= Walter Lyon (poet) =

Scottish poet

Walter Scott Stuart Lyon (North Berwick) (1 October 1886 – 8 May 1915) was a war poet during the First World War.

Son of Walter F. K. and Isabella R. Lyon, of Tantallon Lodge, North Berwick, Scotland, he was one of five brothers, three of whom were killed in the war and one of whom died while a student at Haileybury.

Walter went to Balliol College, Oxford and began a career as a Scottish Advocate.

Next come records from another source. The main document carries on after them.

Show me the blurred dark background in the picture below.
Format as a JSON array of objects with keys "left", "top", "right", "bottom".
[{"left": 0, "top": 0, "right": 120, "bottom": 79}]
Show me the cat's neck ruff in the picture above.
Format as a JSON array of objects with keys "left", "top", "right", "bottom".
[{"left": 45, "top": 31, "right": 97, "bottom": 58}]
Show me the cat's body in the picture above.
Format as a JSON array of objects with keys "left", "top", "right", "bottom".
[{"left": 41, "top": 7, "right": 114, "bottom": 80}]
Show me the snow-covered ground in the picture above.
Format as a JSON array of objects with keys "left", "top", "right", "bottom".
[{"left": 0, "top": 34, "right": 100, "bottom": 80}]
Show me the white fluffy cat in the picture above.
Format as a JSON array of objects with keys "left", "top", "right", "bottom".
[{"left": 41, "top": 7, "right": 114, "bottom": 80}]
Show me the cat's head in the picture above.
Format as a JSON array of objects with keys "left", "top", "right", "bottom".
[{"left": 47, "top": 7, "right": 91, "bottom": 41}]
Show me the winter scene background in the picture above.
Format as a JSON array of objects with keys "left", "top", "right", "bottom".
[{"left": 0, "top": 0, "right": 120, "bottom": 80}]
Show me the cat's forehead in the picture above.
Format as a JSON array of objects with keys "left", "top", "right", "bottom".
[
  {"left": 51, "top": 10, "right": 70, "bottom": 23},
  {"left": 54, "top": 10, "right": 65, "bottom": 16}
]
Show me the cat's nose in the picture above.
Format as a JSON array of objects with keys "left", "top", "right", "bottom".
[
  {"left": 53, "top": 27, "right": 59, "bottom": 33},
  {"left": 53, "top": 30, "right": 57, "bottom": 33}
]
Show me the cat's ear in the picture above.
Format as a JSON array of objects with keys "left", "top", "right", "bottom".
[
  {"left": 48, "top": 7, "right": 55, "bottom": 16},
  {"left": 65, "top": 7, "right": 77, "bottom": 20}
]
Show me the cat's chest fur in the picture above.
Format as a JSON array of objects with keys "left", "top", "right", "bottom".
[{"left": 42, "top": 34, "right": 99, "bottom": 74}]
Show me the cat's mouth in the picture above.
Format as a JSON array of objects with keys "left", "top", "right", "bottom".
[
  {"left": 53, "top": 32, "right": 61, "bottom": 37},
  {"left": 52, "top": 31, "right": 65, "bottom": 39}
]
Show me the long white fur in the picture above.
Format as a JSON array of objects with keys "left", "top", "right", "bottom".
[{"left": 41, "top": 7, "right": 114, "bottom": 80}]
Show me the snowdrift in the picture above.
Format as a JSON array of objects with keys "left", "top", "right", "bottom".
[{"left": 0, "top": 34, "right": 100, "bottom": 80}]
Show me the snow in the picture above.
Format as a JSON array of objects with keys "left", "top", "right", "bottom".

He volunteered for the 9th Battalion, Royal Scots before the First World War and was sent to Belgium in February 1915, to the trenches near Glencose Wood outside Ypres. He served as a lieutenant. Soon after he wrote two poems, Easter at Ypres and Lines Written in a Fire Trench. A few weeks later while the Second Battle of Ypres was at its fiercest, he wrote two more poems, On a Grave in a Trench, which he inscribed "English killed for Patrie", and I Tracked a Dead Man Down a Trench.

In early May 1915 Walter Lyon and the Royal Scots were in dugouts in Potijze Wood near the Menin Road, just 200 yards from the firing line. The shelling was so fierce that trees were torn up by the roots and the tops sliced by shrapnel. The stream of wounded from the wood was continuous and Walter Lyon was among the dead. He has no known grave and his name is listed on the Menin Gate Memorial in Ypres, panel 11.

A collection of his poems was published in 1916 and two are included in an anthology of Public School War Poetry called "A Deep Cry" published in 1993.